Dr. Lee’s work employs several techniques to determine the origination site of different interneuron subtypes in the developing brain. In his current project, Dr. Lee uses single-cell RNA sequencing and RNAscope in-situ hybridization to look at transcriptional profiles across embryonic neurogenic zones within the ventral telencephalon. Most importantly, his work suggests that transcriptional heterogeneity across microenvironments vary between ventral telencephalic regions and within each region.

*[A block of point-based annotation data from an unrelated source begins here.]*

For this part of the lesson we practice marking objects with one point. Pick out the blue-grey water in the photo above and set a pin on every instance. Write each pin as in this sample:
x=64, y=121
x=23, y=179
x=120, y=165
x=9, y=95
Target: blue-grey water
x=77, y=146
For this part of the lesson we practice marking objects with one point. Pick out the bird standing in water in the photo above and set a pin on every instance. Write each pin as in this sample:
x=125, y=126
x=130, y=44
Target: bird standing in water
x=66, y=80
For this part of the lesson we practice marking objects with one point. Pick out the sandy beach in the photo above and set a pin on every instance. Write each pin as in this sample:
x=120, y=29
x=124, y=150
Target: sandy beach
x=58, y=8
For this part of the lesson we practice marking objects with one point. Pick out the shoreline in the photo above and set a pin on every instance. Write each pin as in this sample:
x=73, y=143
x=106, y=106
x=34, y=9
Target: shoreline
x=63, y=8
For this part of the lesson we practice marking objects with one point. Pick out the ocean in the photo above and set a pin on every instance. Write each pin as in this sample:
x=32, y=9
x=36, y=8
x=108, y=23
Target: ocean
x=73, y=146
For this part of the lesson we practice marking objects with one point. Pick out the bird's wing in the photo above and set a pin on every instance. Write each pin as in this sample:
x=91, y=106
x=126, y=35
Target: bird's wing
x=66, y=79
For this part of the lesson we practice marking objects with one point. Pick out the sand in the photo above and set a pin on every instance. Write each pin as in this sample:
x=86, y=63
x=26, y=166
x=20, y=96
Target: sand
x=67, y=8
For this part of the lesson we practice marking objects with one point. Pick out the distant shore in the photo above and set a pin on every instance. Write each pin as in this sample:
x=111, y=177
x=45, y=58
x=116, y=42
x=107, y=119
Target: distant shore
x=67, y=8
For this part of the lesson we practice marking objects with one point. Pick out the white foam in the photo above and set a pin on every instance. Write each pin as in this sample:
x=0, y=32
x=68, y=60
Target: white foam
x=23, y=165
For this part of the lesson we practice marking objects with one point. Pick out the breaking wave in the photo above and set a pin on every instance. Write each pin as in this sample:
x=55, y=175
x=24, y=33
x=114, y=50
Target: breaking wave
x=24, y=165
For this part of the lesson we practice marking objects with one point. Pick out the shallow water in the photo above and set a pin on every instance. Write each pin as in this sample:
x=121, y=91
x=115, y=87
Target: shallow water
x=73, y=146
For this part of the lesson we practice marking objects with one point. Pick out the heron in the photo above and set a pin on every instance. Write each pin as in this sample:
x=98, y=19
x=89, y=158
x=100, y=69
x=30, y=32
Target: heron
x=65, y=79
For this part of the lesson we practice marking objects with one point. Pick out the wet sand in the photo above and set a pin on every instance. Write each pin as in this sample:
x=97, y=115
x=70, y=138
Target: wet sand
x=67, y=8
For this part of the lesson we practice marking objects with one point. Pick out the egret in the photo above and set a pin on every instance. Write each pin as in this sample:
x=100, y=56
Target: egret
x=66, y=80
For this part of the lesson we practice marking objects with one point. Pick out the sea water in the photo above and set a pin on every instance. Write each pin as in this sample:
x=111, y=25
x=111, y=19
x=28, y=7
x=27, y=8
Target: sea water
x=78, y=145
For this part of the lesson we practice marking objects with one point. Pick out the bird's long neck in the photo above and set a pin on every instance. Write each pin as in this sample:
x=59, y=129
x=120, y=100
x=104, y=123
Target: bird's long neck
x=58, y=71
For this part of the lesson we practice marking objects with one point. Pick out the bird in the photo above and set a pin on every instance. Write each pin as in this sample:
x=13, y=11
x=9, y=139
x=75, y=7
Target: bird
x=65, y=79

In the context of these results, the diversity of GABAergic interneurons makes a lot of sense. Moving forward, Dr. Lee aims to use the over- and under-expression of candidate genes selected from this study to identify how microenvironment differences affect the fate determination of GABAergic interneurons.

Tushar P. Patel, PhD

Obesity is a pressing public health issue with far reaching impacts. At the individual level, increased body mass index (BMI) and adipose tissue can change the way immune cells interact with the body’s tissues. These changes often lead to chronic inflammation and increased insulin resistance, which can put people at risk for developing metabolic syndrome and diabetes. At NICHD, Tushar P. Patel, PhD, a postdoctoral fellow in the Yanovski laboratory, is working as part of a team to test whether the anti-inflammatory drug colchicine can block some of the harmful effects of obesity on immune cells.

After three months of taking the drug, participants with obesity in a randomized controlled trial (RCT) had improved insulin sensitivity and lower inflammatory biomarkers than participants who took placebo. Dr. Patel’s analyses found improvements in the types of immune cells in circulation, which might explain the reduction in inflammatory molecules. The long-term effects of colchicine are unknown, but additional research is important as current diabetes treatments can cause uncomfortable side effects. Dr. Patel and colleagues have initiated a larger follow up RCT in 240 participants, including 40 adolescents, to determine if colchicine is a viable preventive treatment for obesity-related metabolic syndromes and diabetes.